BTS and RAUS: The Two Animal Welfare Programmes

BTS and RAUS are animal welfare programmes that oblige participating farmers to meet higher requirements for animal farming than the minimum standards. The Swiss government subsidizes farms that join the allegedly animal friendly BTS (Besonders tierfreundliche Stallhaltungssysteme / particularly animal-friendly housing systems) and/or RAUS (regelmässiger Auslauf im Freien / regular outdoor exercise) programmes. Neither BTS nor RAUS are obligatory. Each farmer is free to decide whether, with which type of livestock and in which of both programmes he wishes to participate.1 A farmer can have a RAUS–certified dairy farm, while he does not participate in any of the two programs with chickens and pigs. As already mentioned, BTS and RAUS are praised to be especially "animal–friendly". Not only the Swiss state boasts about the active participation in the two programmes. The brand “Schweizer Fleisch” (Swiss Meat), for example, launched an advertising campaign consisting of TV commercials and billboards that focused on the brand’s membership in the two programs.

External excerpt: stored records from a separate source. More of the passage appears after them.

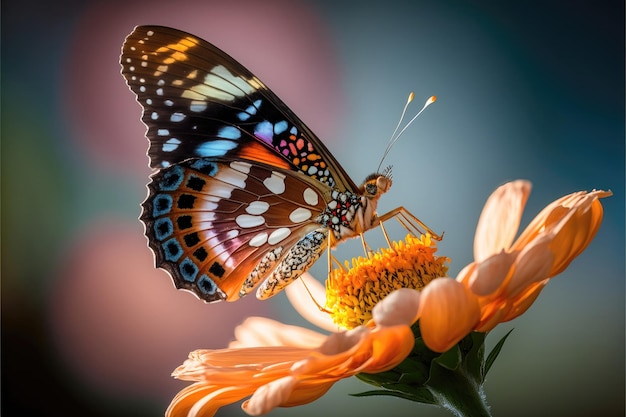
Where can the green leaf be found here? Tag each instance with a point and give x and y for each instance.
(474, 357)
(450, 359)
(495, 352)
(420, 396)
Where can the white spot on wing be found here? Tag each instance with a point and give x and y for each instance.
(258, 240)
(241, 166)
(257, 207)
(233, 177)
(247, 220)
(198, 106)
(278, 235)
(275, 183)
(310, 197)
(299, 215)
(177, 117)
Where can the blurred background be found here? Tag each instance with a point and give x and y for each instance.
(531, 90)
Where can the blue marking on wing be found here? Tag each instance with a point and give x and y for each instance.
(280, 127)
(162, 204)
(206, 285)
(264, 131)
(215, 148)
(229, 132)
(172, 178)
(163, 228)
(188, 270)
(173, 250)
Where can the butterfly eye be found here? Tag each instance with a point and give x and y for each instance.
(371, 189)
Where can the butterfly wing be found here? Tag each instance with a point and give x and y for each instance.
(214, 220)
(200, 102)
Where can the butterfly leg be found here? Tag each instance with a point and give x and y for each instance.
(299, 259)
(408, 221)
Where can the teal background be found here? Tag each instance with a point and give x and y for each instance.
(531, 90)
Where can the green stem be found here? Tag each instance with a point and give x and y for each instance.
(459, 393)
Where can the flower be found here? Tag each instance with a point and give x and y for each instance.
(505, 278)
(508, 276)
(281, 365)
(352, 293)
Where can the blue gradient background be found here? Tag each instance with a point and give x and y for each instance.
(531, 90)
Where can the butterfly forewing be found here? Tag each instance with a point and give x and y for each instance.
(199, 102)
(241, 184)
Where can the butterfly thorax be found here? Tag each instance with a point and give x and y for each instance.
(349, 214)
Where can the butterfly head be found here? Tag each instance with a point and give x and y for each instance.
(376, 184)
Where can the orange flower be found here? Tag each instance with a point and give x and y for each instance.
(508, 276)
(505, 278)
(281, 365)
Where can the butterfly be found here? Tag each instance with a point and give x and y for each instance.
(244, 195)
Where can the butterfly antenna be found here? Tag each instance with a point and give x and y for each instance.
(395, 137)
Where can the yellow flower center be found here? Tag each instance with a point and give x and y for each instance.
(351, 293)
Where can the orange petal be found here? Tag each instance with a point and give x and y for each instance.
(448, 312)
(490, 275)
(533, 264)
(399, 307)
(492, 314)
(261, 331)
(577, 230)
(302, 301)
(390, 346)
(269, 396)
(201, 399)
(499, 221)
(523, 301)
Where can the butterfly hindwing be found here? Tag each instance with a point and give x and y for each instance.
(212, 221)
(200, 102)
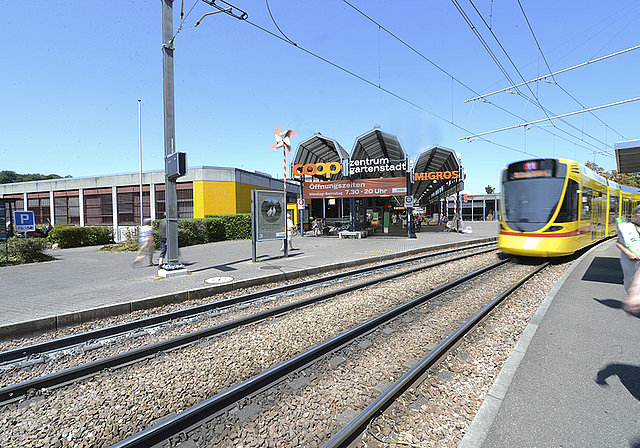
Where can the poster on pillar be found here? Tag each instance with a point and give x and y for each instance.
(358, 188)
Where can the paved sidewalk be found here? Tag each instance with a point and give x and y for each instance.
(84, 279)
(573, 378)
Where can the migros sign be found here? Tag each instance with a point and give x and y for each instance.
(437, 175)
(320, 169)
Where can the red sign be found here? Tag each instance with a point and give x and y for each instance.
(392, 186)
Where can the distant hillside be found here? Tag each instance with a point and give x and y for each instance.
(10, 177)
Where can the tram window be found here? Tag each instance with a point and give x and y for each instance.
(569, 209)
(613, 209)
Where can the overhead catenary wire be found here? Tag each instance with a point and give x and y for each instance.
(546, 111)
(540, 78)
(547, 119)
(401, 98)
(380, 26)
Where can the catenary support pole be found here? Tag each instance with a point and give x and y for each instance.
(170, 193)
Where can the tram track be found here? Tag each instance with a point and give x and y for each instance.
(174, 430)
(93, 341)
(244, 344)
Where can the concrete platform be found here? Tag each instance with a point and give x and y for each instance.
(84, 283)
(573, 379)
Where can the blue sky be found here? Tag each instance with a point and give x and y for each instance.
(73, 73)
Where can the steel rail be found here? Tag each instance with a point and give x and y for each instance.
(196, 414)
(14, 392)
(121, 329)
(356, 427)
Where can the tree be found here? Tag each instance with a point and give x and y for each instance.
(10, 177)
(630, 179)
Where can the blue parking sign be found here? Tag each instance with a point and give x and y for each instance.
(24, 221)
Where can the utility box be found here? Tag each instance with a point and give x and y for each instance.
(176, 165)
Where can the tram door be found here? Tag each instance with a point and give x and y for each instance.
(597, 215)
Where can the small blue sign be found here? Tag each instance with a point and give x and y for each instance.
(24, 221)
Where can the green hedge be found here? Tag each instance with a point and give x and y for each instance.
(76, 236)
(210, 229)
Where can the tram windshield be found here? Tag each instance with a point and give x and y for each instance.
(528, 204)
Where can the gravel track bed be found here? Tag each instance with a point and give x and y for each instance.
(11, 373)
(115, 405)
(309, 417)
(8, 344)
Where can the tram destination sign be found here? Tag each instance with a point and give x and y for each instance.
(359, 188)
(529, 169)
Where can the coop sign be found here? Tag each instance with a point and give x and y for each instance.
(381, 164)
(437, 175)
(320, 169)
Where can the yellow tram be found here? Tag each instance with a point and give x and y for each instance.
(554, 207)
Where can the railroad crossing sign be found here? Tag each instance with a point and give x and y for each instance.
(408, 201)
(24, 221)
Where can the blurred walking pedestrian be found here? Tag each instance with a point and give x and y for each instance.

Swiss Meat is featured as follows on its website:

Schweizer Fleisch [Swiss Meat] deserves full trust because the standard of livestock husbandry is very high. After all, the family farms have a close relationship to the animals. In addition, the state promotes responsible husbandry – e.g. with the programmes “Particularly animal-friendly housing systems” (BTS) or “Regular outdoor exercise” (RAUS). More than three quarters (75.3%) of farm animals participate in the “RAUS” programme, more than half (55.6%) in the “BTS” programme (2015). (Translated from German)2

The following article will clarify the advantages of BTS and RAUS over conventional animal farming and will comment whether the media presentation of the programmes corresponds to reality.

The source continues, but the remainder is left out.